キーのコンストラクタは、二つの文字列のパラメータを取る。 キー名("scala-version")と解説文("The version of scala used for building.")だ。

.sbt ビルド定義でみた通り、SettingKey[T] 内の型パラメータ T は、セッティングの値の型を表す。 TaskKey[T] 内の T は、タスクの結果の型を表す。

また、.sbt ビルド定義でみた通り、セッティングはプロジェクトが再読み込みされるまでは固定値を持ち、 タスクは「タスク実行」の度(sbt のインタラクティブモードかバッチモードでコマンドが入力される度)に再計算される。

キーは .sbt ファイル.scala ファイル、または auto plugin 内で定義する事が出来る。 有効化された auto plugin の autoImport オブジェクト内で定義された val は全て .sbt ファイルに自動的にインポートされる。

タスクを実装する 

タスクで使えるキーを定義したら、次はそのキーをタスク定義の中で使ってみよう。 自前のタスクを定義しようとしているかもしれないし、既存のタスクを再定義してようと考えているかもしれないが、 いずれにせよ、やることは同じだ。

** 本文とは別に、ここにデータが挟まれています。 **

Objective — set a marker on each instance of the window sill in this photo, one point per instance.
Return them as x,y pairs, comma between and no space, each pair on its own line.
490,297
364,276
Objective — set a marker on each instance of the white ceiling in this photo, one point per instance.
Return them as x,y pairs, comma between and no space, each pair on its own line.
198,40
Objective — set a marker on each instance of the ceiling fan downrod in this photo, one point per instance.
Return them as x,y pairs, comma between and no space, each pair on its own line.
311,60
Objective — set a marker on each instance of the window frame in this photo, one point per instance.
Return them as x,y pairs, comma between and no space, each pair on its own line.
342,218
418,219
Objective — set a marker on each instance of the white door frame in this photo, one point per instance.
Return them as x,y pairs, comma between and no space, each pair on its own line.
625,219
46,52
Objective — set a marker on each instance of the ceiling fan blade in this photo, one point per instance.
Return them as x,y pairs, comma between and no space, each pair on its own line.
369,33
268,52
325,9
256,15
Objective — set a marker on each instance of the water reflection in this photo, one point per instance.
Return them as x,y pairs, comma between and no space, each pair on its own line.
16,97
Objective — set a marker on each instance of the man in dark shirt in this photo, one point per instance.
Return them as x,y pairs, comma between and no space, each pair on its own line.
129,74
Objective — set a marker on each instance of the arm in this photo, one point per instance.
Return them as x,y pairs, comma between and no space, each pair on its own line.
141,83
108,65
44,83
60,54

:= を使ってタスクのキーになんらかのコードを関連付けよう:

val sampleStringTask = taskKey[String]("A sample string task.")
val sampleIntTask = taskKey[Int]("A sample int task.")

lazy val commonSettings = Seq(
  organization := "com.example",
  version := "0.1.0-SNAPSHOT"
)

lazy val library = (project in file("library"))
  .settings(
    commonSettings,
    sampleStringTask := System.getProperty("user.home"),
    sampleIntTask := {
      val sum = 1 + 2
      println("sum: " + sum)
      sum
    }
  )

もしタスクに依存してるものがあれば、[タスク・グラフ][More-About-Settings]で説明したとおり value を使ってその値を参照すればよい。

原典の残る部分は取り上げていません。